Selain soal pendidikan guru yang belum sesuai kualifikasi, program pengembangan diri serta pendidikan dan pelatihan (diklat) guru pun terbatas. Saat ini, memang guru gencar dididik dan dilatih, tetapi itu karena terkait perubahan kurikulum.

Sekretaris Jenderal Federasi Serikat Guru Indonesia Retno Listyarti mengatakan, guru yang merupakan salah satu penentu keberhasilan pendidikan masih belum dibantu di bidang pengembangan diri, pendidikan, dan pelatihannya.

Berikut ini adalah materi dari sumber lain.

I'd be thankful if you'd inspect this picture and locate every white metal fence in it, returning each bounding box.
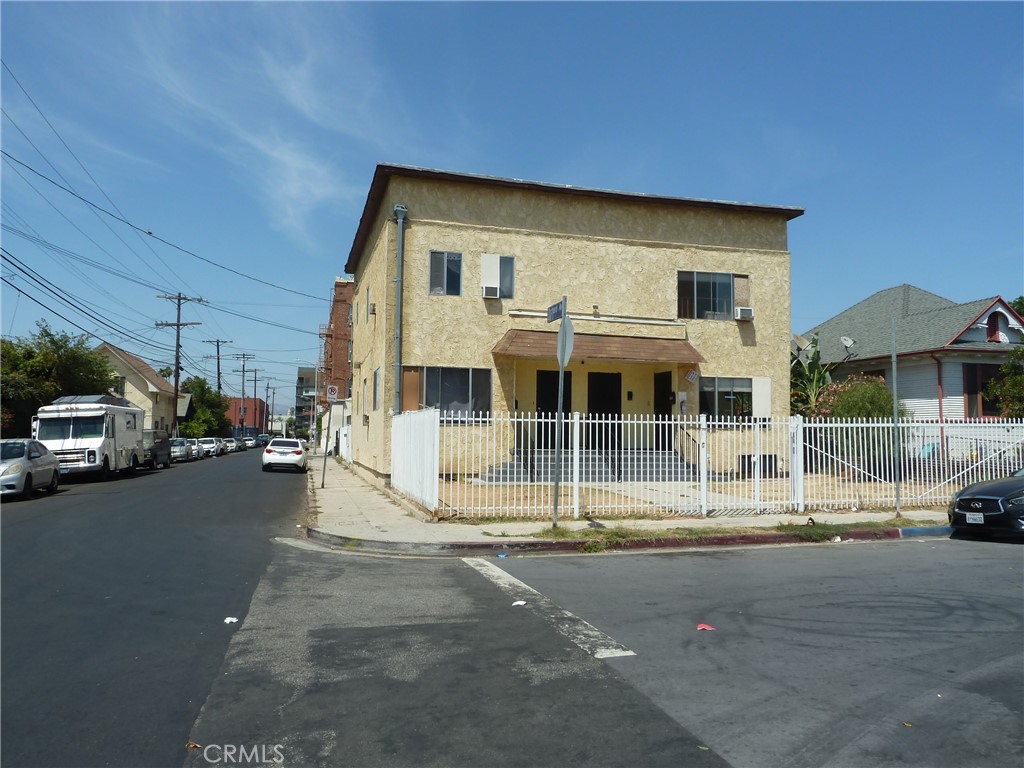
[391,410,1024,518]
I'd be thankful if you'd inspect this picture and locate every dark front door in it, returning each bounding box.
[654,371,673,451]
[587,373,623,451]
[537,371,572,449]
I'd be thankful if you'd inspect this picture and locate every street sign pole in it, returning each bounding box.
[321,384,338,487]
[548,296,573,528]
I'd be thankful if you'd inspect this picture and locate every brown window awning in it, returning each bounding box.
[490,330,705,362]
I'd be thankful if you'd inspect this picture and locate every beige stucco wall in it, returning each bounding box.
[352,177,790,483]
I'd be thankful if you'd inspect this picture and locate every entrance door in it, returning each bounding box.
[537,371,572,449]
[654,371,672,451]
[587,373,623,451]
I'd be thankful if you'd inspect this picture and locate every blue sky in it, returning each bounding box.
[0,1,1024,411]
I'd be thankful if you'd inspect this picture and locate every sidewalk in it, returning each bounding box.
[306,454,951,556]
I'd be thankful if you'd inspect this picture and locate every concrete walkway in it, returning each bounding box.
[307,454,951,556]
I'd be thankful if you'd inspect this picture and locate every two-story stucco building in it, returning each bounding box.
[346,165,803,477]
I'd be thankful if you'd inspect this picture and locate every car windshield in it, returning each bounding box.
[38,416,103,440]
[0,441,27,461]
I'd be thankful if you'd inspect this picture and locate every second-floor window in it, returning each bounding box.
[430,251,462,296]
[678,271,748,319]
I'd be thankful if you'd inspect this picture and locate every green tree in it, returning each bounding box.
[985,348,1024,419]
[790,335,837,416]
[0,321,115,435]
[178,376,231,438]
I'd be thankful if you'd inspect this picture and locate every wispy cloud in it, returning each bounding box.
[129,3,411,239]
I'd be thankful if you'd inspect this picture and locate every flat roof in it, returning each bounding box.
[490,329,705,362]
[345,163,804,274]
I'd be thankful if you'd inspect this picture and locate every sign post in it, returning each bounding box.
[321,384,338,487]
[548,296,574,528]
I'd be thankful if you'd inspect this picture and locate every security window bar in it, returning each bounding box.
[699,377,754,420]
[430,251,462,296]
[678,271,736,321]
[423,368,490,419]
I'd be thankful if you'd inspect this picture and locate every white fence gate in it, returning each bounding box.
[391,409,440,512]
[391,410,1024,518]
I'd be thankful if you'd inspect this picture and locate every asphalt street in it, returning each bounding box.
[0,452,1024,768]
[0,452,305,768]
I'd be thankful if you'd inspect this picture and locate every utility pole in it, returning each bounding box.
[157,291,206,437]
[231,352,256,437]
[206,339,231,394]
[242,368,259,437]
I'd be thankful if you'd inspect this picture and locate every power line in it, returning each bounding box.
[0,150,328,302]
[0,60,192,290]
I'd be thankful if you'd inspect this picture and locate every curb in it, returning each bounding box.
[306,525,953,557]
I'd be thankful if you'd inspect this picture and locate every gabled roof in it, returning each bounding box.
[345,163,804,274]
[801,284,1019,362]
[96,341,174,397]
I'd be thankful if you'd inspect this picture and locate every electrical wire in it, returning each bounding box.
[0,150,327,302]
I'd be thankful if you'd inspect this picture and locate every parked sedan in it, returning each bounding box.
[199,437,220,456]
[946,468,1024,536]
[0,438,60,499]
[263,437,309,472]
[171,437,196,462]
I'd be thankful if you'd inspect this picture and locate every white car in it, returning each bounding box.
[263,437,309,472]
[0,438,60,499]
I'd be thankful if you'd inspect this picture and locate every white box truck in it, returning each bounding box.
[32,394,145,479]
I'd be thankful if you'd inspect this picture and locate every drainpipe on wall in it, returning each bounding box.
[394,203,409,414]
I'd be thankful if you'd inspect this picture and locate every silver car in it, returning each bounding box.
[171,437,196,462]
[0,438,60,499]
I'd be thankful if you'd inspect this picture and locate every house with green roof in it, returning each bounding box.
[801,284,1024,420]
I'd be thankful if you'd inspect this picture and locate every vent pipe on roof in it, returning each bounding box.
[394,203,409,414]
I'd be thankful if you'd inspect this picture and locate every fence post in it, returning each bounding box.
[697,414,708,517]
[572,411,580,520]
[790,414,805,512]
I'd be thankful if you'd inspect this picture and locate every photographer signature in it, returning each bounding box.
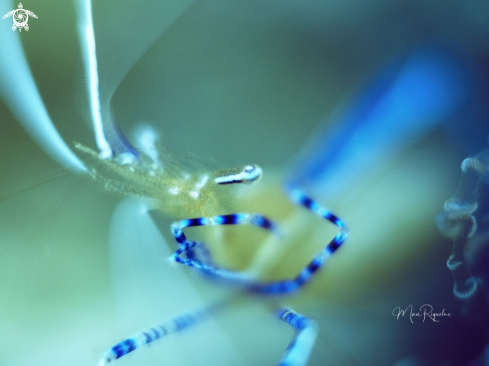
[392,304,452,323]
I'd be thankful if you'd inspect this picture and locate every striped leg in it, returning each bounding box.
[171,189,348,295]
[99,305,222,366]
[277,309,318,366]
[251,188,348,295]
[171,214,279,287]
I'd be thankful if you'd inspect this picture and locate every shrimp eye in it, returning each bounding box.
[214,164,263,184]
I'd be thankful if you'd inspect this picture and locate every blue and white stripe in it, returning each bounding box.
[277,309,318,366]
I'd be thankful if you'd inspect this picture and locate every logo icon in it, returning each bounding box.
[3,3,37,32]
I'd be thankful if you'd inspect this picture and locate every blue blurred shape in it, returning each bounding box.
[0,0,86,172]
[291,49,470,196]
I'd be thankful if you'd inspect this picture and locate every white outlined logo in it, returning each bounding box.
[3,3,37,32]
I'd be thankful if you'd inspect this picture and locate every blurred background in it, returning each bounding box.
[0,0,489,366]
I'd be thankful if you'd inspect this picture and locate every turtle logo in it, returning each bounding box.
[3,3,37,32]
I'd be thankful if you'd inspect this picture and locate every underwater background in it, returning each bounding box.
[0,0,489,366]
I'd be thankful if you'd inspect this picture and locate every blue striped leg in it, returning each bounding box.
[277,309,318,366]
[99,305,221,366]
[172,189,348,295]
[171,213,279,287]
[251,187,348,295]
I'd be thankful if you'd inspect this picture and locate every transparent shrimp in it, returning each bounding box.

Para guru sering kali tertinggal karena minimnya kesempatan mendapatkan pendidikan dan pelatihan berkelanjutan dari pemerintah.

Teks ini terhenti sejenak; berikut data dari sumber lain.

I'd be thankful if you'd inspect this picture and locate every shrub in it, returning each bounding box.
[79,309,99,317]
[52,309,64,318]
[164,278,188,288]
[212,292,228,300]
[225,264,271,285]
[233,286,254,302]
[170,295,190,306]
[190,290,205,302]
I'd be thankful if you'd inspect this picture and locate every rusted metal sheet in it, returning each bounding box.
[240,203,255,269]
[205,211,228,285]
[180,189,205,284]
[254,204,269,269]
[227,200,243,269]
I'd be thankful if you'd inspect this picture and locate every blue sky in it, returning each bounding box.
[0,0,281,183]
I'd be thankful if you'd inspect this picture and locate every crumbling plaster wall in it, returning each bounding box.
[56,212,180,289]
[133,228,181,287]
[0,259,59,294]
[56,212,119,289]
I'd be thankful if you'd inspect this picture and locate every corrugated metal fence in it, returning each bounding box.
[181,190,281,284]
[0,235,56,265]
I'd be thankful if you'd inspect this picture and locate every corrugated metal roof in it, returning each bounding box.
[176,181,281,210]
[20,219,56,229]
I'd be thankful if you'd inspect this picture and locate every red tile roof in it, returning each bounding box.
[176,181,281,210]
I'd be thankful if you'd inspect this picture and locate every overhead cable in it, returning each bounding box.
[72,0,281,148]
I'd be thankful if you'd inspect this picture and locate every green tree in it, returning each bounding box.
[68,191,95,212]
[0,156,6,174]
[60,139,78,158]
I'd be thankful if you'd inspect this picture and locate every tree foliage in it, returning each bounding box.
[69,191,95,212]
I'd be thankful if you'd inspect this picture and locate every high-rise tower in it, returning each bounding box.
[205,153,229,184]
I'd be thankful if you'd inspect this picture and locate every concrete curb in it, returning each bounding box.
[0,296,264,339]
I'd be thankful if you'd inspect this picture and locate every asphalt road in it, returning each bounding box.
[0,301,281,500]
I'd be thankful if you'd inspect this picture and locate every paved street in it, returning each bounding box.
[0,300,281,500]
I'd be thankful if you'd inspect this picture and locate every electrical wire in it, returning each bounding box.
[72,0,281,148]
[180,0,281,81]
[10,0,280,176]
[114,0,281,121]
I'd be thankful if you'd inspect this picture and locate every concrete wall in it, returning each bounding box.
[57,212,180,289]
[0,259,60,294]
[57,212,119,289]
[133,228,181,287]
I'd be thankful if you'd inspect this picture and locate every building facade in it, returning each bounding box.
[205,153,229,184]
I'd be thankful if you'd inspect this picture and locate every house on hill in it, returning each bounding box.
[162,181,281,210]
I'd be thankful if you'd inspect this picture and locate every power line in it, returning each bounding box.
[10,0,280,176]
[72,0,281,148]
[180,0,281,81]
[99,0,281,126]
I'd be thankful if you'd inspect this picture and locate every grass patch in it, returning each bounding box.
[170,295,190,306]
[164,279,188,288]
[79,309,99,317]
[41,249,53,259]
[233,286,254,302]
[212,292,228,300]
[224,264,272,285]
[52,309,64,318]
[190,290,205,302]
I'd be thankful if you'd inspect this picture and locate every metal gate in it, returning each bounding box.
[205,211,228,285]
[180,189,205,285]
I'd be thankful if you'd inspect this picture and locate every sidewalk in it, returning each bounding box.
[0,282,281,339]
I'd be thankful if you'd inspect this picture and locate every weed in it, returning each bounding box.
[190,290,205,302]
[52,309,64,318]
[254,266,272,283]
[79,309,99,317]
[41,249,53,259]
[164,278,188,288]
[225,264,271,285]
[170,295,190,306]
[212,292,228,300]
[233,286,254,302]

”Persoalan guru belum pernah diselesaikan secara mendasar, termasuk memperbaiki lembaga pendidikan penghasil guru,” kata Retno, di Jakarta, Jumat (29/8).
Sulit lanjut

Lilis Suryani (45), guru SDN 2 Balian Pemekaran di Kecamatan Mesuji Raya, Kabupaten Ogan Komering Ilir, Sumatera Selatan, mengatakan, dirinya hanya tamat SMA. Dia menjadi guru karena saat itu anak-anak di perkebunan banyak yang tidak sekolah.

Akan tetapi, bagi Lilis, tidak mudah untuk melanjutkan pendidikannya karena lokasi yang jauh dan tuntutan untuk mengutamakan biaya sekolah anak-anak.

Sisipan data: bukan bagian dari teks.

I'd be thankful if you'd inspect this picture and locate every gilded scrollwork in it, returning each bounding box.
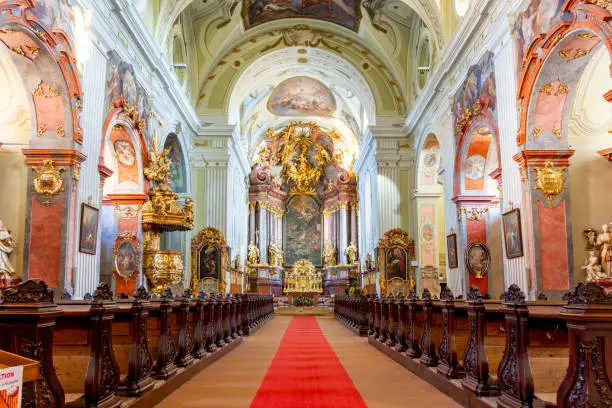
[533,161,565,208]
[32,160,65,204]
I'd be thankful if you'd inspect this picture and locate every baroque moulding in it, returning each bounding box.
[93,282,114,302]
[532,161,566,208]
[32,160,65,205]
[0,279,53,304]
[0,0,83,144]
[504,283,527,305]
[567,282,612,306]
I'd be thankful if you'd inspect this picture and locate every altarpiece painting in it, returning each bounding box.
[283,196,322,265]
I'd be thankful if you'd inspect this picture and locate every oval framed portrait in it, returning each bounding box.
[113,232,140,280]
[465,241,491,279]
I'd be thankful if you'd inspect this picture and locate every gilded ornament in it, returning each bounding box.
[55,122,66,137]
[344,242,359,265]
[36,123,47,137]
[533,161,565,208]
[284,259,323,293]
[533,125,542,139]
[247,241,260,265]
[72,163,81,190]
[323,241,337,267]
[32,160,65,204]
[115,204,142,220]
[553,122,561,139]
[32,81,60,98]
[457,207,489,221]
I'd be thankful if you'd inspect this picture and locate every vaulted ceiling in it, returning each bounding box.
[137,0,468,143]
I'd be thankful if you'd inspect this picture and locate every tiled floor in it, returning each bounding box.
[157,316,459,408]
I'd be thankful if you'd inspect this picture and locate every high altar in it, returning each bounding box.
[247,122,359,295]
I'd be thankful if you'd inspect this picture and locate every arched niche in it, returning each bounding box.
[98,98,149,294]
[0,0,86,291]
[414,133,446,294]
[515,0,612,299]
[453,118,505,297]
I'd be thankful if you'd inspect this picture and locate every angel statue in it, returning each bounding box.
[0,220,17,276]
[582,251,609,282]
[247,241,259,265]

”Kemampuan mengajar saya memang terbatas karena tidak punya ilmu. Pelatihan untuk guru di daerah pedalaman jarang. Tetapi, sejak ada pelatihan bagi guru dari pihak swasta, saya merasa terbantu, terutama untuk mengembangkan kreativitas pembelajaran,” tutur Lilis.
Obyek, bukan subyek

Pendiri dan Ketua Masyarakat Pendidikan Sejati Gede Raka mengatakan, diklat bagi guru sering kali dengan pendekatan guru sebagai obyek, bukan subyek. Akibatnya, tidak terjadi perubahan dalam diri guru karena belum mampu mengubah paradigma guru untuk menjadi pendidik yang lebih baik.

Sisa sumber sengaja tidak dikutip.